Portée par le Burundi, qui assure la présidence tournante de l’institution panafricaine, l’initiative ambitionnait de faire avancer un dossier jugé prioritaire dans l’agenda continental. Mais dès les premières discussions, des divergences substantielles ont émergé, révélant des positions parfois irréconciliables entre blocs régionaux et sensibilités politiques distinctes.
Le Sénégal figure parmi les États ayant opposé une fin de non-recevoir au projet. Cette posture intervient dans un contexte politique particulier à Dakar, où les relations entre les nouvelles autorités et l’ancien président Macky Sall demeurent empreintes de tensions. Une situation interne qui, selon plusieurs analystes, rejaillit sur les orientations diplomatiques du pays au sein des instances africaines.

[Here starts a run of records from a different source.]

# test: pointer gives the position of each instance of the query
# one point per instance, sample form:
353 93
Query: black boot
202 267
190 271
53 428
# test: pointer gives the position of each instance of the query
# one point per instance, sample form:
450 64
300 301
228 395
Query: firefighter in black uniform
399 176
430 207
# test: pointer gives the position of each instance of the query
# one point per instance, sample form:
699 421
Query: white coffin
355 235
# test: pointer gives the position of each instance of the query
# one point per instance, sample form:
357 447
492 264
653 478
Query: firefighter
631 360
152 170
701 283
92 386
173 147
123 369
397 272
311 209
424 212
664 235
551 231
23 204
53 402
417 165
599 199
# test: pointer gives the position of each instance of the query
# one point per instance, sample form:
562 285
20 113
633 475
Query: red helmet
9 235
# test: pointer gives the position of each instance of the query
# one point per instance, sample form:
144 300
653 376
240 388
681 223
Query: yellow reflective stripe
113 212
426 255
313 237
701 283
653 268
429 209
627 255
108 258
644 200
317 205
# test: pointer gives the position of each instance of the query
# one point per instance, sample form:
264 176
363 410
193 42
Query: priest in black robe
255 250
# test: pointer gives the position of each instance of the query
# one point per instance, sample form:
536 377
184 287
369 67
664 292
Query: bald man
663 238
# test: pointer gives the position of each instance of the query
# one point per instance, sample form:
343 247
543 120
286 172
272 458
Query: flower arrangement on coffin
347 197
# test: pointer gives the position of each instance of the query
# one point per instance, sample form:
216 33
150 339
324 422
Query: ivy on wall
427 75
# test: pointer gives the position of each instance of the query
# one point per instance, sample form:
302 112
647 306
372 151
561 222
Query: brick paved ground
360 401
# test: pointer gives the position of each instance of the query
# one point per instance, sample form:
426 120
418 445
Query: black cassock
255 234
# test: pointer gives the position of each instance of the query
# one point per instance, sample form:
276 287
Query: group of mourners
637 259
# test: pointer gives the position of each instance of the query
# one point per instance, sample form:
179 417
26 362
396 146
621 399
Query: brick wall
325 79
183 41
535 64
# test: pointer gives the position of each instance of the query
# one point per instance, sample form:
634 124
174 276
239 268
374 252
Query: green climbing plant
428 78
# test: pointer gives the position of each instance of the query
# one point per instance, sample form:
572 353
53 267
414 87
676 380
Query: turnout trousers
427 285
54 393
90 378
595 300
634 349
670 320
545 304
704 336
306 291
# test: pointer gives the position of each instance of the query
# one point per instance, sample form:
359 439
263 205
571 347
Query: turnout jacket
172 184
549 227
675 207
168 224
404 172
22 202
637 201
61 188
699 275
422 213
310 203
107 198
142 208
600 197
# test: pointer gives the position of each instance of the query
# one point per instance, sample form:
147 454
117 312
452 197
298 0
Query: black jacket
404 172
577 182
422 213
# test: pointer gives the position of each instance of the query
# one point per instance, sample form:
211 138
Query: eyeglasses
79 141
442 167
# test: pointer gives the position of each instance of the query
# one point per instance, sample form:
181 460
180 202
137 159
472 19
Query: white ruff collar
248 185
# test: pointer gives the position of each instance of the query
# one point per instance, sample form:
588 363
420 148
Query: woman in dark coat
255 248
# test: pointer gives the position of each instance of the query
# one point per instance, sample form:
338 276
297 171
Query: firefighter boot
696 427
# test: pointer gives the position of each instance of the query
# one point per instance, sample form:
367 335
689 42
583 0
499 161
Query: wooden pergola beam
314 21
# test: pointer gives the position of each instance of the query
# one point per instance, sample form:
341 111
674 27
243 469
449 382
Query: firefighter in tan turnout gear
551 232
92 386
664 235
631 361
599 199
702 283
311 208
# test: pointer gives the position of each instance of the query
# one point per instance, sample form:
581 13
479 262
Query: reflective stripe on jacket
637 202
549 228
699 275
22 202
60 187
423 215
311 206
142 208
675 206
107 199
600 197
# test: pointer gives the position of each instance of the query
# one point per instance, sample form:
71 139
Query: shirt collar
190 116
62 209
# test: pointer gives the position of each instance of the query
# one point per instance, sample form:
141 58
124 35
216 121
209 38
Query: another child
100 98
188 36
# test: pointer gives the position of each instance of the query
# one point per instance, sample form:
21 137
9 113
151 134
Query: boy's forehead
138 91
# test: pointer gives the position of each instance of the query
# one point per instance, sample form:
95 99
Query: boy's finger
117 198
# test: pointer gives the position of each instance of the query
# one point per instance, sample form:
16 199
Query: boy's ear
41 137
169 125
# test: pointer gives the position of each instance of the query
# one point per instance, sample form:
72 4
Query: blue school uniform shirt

Au plan institutionnel, cet échec met en exergue les limites du modèle consensuel privilégié par l’UA. Si ce principe garantit l’inclusivité des décisions, il constitue également un frein lorsque les intérêts nationaux prennent le pas sur les ambitions collectives. Dans un contexte international marqué par des recompositions géopolitiques et des pressions économiques accrues, cette difficulté à parler d’une seule voix fragilise la portée des initiatives continentales.
Pour la présidence burundaise, l’heure est désormais à la concertation. Des consultations informelles devraient se poursuivre dans les prochains jours afin de retravailler le texte et tenter de rapprocher les positions. L’enjeu est de taille : préserver la cohésion de l’organisation et maintenir le cap des réformes nécessaires à l’intégration africaine.
En filigrane, cet épisode rappelle l’urgence pour l’Union africaine de renforcer ses mécanismes de médiation interne, afin de transformer les divergences en leviers de compromis, au service d’une gouvernance continentale plus efficace et résiliente.